União Europeia busca soberania tecnológica em IA para reduzir dependência
A chefe digital da UE, Henna Virkkunen, alerta que a IA tornou-se uma arma geopolítica e defende maior autonomia tecnológica frente aos EUA.
Pontos principais
- Henna Virkkunen classificou a inteligência artificial como um instrumento central de influência geopolítica global.
- A União Europeia busca reduzir sua dependência estratégica de tecnologias desenvolvidas nos Estados Unidos.
- O bloco europeu prioriza o desenvolvimento de capacidades tecnológicas próprias para garantir soberania digital.
- A preocupação reflete riscos de segurança estratégica em um cenário de incertezas internacionais.

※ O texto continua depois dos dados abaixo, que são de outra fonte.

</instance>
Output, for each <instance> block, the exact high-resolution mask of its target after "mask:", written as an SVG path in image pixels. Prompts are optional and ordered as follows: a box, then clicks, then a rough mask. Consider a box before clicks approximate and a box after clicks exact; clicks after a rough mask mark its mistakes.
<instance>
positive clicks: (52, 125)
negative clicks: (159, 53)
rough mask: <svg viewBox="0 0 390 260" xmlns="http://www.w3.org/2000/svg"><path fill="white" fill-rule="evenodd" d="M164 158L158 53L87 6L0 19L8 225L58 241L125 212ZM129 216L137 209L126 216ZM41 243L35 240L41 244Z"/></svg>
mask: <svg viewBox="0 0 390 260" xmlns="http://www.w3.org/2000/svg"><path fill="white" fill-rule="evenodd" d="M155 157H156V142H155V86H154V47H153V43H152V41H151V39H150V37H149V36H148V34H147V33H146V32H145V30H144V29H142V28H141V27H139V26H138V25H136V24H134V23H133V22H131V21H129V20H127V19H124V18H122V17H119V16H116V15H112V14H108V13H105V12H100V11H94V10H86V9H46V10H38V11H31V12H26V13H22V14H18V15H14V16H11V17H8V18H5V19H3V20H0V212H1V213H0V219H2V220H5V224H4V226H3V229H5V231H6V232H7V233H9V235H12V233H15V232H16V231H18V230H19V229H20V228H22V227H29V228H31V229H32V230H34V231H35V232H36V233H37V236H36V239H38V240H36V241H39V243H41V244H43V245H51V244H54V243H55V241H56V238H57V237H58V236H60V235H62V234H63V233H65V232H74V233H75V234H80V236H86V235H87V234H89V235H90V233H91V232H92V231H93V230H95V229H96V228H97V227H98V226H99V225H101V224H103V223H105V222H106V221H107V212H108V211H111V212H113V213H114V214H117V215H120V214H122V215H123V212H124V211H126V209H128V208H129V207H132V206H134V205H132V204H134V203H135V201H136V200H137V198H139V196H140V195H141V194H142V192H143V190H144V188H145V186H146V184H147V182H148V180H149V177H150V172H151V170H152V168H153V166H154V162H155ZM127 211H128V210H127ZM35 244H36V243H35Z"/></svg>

A comissária digital da União Europeia, Henna Virkkunen, emitiu um alerta sobre a transformação da inteligência artificial em uma ferramenta de poder geopolítico. Segundo a autoridade, a crescente influência dessa tecnologia exige que o bloco europeu reavalie sua dependência estratégica em relação aos Estados Unidos. O objetivo central é fomentar o desenvolvimento de capacidades tecnológicas internas, assegurando que a Europa não fique vulnerável em setores críticos para sua segurança e economia. A iniciativa reflete um movimento mais amplo do bloco em busca de soberania digital, visando mitigar os riscos associados à concentração de poder tecnológico em Washington. Em um cenário global marcado por tensões, a capacidade de inovar e controlar infraestruturas de IA tornou-se um pilar fundamental para a autonomia estratégica europeia frente às potências globais.